E il presidente della Sicilia, in questo, cercò di educare anche la classe politica, appoggiando i principi di legalità e trasparenza richiamati da Pio La Torre. E, al contempo, legiferando in contrasto alle speculazioni edilizie campestri, fin lì terreno fertile per le mafie. Un modo nuovo di fare politica che, ispirato a figure di riferimento del cattolicesimo democratico, al fine di promuovere “l’autonomia regionale puntando su una Sicilia con ‘le carte in regola’”.
Fede e ragione morale
Del resto, se la ferocia dell’omicidio di Peppino Impastato aveva lasciato sgomenti, pur nel sostanziale silenzio dovuto agli echi nazionali dei fatti di Roma, il muro del silenzio e dell’omertà era ancora estremamente duro. E una posizione forte da parte dei rappresentanti politici indispensabile al fine di indicare, concretamente, una via alternativa alla sudditanza al potere mafioso, anche quella dettata dalla paura. Un impegno che, nonostante il poco tempo trascorso tra il suo insediamento alla Regione (20 marzo 1978) e il suo omicidio, ha lasciato il segno come esempio di “moralizzazione della vita pubblica e contrasto alla mafia”, per “liberare la Sicilia dalle consorterie mafiose”.
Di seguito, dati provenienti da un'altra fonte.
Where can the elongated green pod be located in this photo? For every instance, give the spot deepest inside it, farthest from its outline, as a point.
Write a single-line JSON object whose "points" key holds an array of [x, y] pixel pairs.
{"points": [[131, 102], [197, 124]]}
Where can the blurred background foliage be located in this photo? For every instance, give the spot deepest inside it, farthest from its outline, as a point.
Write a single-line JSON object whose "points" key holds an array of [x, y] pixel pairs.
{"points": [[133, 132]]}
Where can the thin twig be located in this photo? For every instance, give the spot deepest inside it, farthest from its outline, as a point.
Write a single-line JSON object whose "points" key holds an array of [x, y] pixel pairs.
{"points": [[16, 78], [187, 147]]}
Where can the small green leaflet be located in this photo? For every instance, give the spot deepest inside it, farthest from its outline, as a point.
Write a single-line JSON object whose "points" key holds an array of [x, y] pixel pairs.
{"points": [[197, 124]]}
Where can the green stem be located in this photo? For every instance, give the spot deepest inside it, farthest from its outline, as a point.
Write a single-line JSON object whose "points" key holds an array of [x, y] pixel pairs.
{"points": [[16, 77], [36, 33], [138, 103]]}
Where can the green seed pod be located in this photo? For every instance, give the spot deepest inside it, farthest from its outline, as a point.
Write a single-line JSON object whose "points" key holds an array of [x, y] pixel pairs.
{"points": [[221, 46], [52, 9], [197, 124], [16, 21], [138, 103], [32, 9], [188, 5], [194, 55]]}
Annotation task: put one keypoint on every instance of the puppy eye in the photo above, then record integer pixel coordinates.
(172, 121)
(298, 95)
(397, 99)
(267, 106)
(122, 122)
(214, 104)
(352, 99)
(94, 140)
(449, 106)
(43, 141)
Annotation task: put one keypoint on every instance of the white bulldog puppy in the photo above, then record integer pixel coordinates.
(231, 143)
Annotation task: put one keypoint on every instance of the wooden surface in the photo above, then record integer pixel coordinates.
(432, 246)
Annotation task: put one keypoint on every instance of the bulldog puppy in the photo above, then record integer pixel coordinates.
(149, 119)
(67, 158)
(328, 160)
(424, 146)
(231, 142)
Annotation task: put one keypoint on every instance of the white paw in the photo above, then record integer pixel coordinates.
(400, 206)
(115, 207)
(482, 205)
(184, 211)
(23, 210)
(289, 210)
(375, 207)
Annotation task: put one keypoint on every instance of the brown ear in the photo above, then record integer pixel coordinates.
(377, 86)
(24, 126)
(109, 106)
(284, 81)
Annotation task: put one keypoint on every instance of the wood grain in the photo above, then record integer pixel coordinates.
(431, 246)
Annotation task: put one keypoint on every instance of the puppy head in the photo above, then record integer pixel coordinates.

Negli anni immediatamente successivi a quel 1980, di sangue ne sarebbe stato sparso ancora. Finché, con i massacri del 1992, divenne ormai chiara la natura di antistato delle mafie, la cui violenza divenne un’aperta sfida alle istituzioni legittime. Quella natura che Piersanti Mattarella aveva intuito e combattuto, come anche Peppino Impastato. Seminando quotidianamente legalità e rispetto. Quello che siamo tutti chiamati a fare, assieme alla memoria.